Being a good person was a stupid idea. Months later and the closest thing to a romantic interest was Tiberius. And I hadn't seen Professor Malfoy sneak into my mom's room since we got back to school. Coming to terms with the fact that my mom hated my dad was not just a one step process. My whole childhood came crashing down. I knew my mom was quiet and all, but I never understood that meant that something was wrong. They were the only thing that I had to base love off of. Now that I realized it, I wanted to make her happy. Maybe if she had Draco back, then she would love me. But they're both married and avoiding each other.

Tiberius' POV

I was pretty sure that everyone thought that things for me were the same. As if I didn't notice something was wrong. With all of them. It started when Cindy and Scorpius got together. They giggled and other cheesy stuff but it was weird. It wasn't the trademarked Cindy laugh anymore. And she barely talks to me. Six years of being best friends and she won't tell me what's wrong. My mum's angry about my grades. She's angry about everything. I thought being in Slytherin would be good enough for her. I'd just go to parties and forget about it. That was all that I could think to do.
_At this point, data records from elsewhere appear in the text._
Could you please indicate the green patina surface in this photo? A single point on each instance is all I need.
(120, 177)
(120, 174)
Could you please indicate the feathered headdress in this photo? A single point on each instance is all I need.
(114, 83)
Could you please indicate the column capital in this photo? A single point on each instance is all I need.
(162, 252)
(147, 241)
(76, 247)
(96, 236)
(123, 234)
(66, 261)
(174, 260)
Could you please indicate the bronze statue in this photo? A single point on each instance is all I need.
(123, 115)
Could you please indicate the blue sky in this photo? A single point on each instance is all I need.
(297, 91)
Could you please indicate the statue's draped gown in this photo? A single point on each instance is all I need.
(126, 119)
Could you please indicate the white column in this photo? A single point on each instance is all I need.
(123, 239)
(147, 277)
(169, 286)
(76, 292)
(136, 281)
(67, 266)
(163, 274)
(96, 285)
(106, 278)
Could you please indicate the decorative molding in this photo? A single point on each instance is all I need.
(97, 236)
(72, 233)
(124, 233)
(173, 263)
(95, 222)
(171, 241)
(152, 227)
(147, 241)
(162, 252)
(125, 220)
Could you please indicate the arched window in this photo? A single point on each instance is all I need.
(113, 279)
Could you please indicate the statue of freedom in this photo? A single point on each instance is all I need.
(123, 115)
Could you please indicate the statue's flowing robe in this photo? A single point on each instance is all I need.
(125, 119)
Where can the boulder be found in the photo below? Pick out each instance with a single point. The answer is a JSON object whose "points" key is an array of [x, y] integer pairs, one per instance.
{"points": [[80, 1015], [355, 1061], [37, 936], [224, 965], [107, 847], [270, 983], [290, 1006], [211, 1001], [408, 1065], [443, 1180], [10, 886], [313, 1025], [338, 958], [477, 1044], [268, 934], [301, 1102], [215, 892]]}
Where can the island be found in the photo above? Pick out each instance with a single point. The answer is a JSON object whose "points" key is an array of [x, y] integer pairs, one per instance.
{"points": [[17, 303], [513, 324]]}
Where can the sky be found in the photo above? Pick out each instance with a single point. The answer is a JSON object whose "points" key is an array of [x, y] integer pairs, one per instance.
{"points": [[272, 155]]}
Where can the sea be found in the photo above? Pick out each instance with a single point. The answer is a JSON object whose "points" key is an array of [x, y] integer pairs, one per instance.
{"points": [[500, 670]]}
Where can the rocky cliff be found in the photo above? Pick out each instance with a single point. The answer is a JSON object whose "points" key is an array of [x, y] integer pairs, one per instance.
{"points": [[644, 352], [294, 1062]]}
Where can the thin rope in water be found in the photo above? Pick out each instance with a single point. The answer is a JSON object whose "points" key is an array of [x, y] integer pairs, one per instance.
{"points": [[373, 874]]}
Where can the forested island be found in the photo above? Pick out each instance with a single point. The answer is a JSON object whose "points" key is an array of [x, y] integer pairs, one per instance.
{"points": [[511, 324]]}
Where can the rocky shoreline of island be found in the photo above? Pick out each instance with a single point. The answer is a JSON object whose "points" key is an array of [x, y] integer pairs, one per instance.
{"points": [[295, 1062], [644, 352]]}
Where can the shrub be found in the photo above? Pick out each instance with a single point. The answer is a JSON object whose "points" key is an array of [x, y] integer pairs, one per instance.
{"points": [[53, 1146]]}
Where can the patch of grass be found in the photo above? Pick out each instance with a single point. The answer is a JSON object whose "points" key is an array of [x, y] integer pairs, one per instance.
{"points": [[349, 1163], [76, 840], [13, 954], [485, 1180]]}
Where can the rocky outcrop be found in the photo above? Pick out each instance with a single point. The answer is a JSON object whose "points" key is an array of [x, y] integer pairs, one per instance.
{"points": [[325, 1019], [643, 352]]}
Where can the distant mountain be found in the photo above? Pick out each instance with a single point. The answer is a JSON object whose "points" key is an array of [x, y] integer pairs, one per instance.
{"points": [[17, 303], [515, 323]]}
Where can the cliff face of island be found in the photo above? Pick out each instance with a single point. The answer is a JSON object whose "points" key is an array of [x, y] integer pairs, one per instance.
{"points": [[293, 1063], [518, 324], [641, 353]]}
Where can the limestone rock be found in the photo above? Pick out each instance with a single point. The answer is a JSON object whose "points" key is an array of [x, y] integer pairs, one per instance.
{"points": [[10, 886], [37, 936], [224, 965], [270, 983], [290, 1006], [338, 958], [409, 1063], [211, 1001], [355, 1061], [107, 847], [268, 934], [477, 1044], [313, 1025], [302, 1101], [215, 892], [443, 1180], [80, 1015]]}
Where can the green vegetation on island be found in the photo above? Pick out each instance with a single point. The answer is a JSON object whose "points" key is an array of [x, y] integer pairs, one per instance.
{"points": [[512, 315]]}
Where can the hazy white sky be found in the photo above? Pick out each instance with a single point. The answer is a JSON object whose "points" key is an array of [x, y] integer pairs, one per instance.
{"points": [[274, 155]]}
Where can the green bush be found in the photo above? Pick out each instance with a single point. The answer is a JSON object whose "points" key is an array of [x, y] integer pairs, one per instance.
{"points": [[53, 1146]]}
Nothing was wrong when you were dizzy with an empty bottle, making out with a girl you met that night. Nothing was right either, but that was for another day.

Scorpius' POV

I didn't know that this was how it would go when she walked into that classroom for our study group. I was just trying to be the cool older boy that made her feel better. It worked and she had this adorable crush and I could tell and I loved it, but then I saw her sweet little smile and noticed how her tongue stuck out of her mouth when she concentrated on something. I saw how scared she was on that broom and I caught her and it was over. I couldn't even keep it from myself. But I was determined to keep it from her. So I told her I didn't like her. I thought if she dated Dorian then I'd get over it. But she cried. And I kissed her. And I'm wondering whether or not it was the worst mistake of my life. She always pulls away first when we kiss and she never makes the plans for our dates and when she laughs at my jokes it looks fake and maybe I'm just anxiously overanalyzing all of the details or maybe I've lost all leverage.